Examining our roots in the City of Trees

By Olivia Nouriani
Editor in Chief

In team dinners for Little League, “I donate to SPEF” signs, and wine moms who go to Parti Gras, what it means to be rooted in South Pasadena is distinct.

As my friends return from first semesters in college, it is clear that most of them are having a difficult time adjusting. They are people who have had the same friends for 5 or 10 years, a group who played T-ball together, whose families camped together.

The roots that have been difficult for them to let go of resonate with many of us long-standing South Pasadenians. There are many of us that they don’t resonate with too—many of us who moved here, whose parents are immigrants, who feel uncertain in our friendships, whose families do not fit the Soccer Mom picture.

My family was never what I thought we were supposed to be; we were late to everything, my single mother swore and had boyfriends, and I spent much of middle and high school moving from friend group to friend group.

I also played Little League. I had pool parties. My mom donates to SPEF and I still have many of the friends that I did in third grade. But for most of my childhood this community still felt foreign; I felt certain that I didn’t fit into it.

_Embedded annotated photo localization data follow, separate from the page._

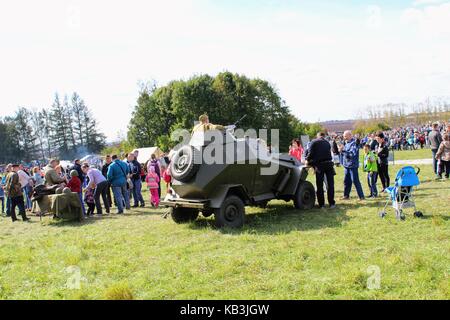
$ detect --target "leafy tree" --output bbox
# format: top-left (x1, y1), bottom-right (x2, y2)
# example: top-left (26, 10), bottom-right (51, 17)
top-left (128, 72), bottom-right (304, 152)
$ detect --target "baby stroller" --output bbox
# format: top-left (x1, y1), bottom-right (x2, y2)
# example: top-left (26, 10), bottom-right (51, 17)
top-left (379, 166), bottom-right (423, 220)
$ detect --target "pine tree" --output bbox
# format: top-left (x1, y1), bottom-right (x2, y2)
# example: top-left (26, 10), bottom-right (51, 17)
top-left (30, 109), bottom-right (47, 160)
top-left (14, 107), bottom-right (38, 162)
top-left (41, 109), bottom-right (54, 159)
top-left (49, 93), bottom-right (70, 157)
top-left (71, 92), bottom-right (86, 147)
top-left (63, 94), bottom-right (77, 150)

As I watched grieving friends graduate and move forward each year, I felt sure that I wasn’t going to feel the way they did about leaving—that it would be easy for me. But as college has gotten closer and I’ve gotten closer to people who are in college, I’ve found myself appreciating the relationships that I’ve built here more, and more and more unsure about what the future will hold. I do not know yet how deep my roots here are; only leaving will reveal that.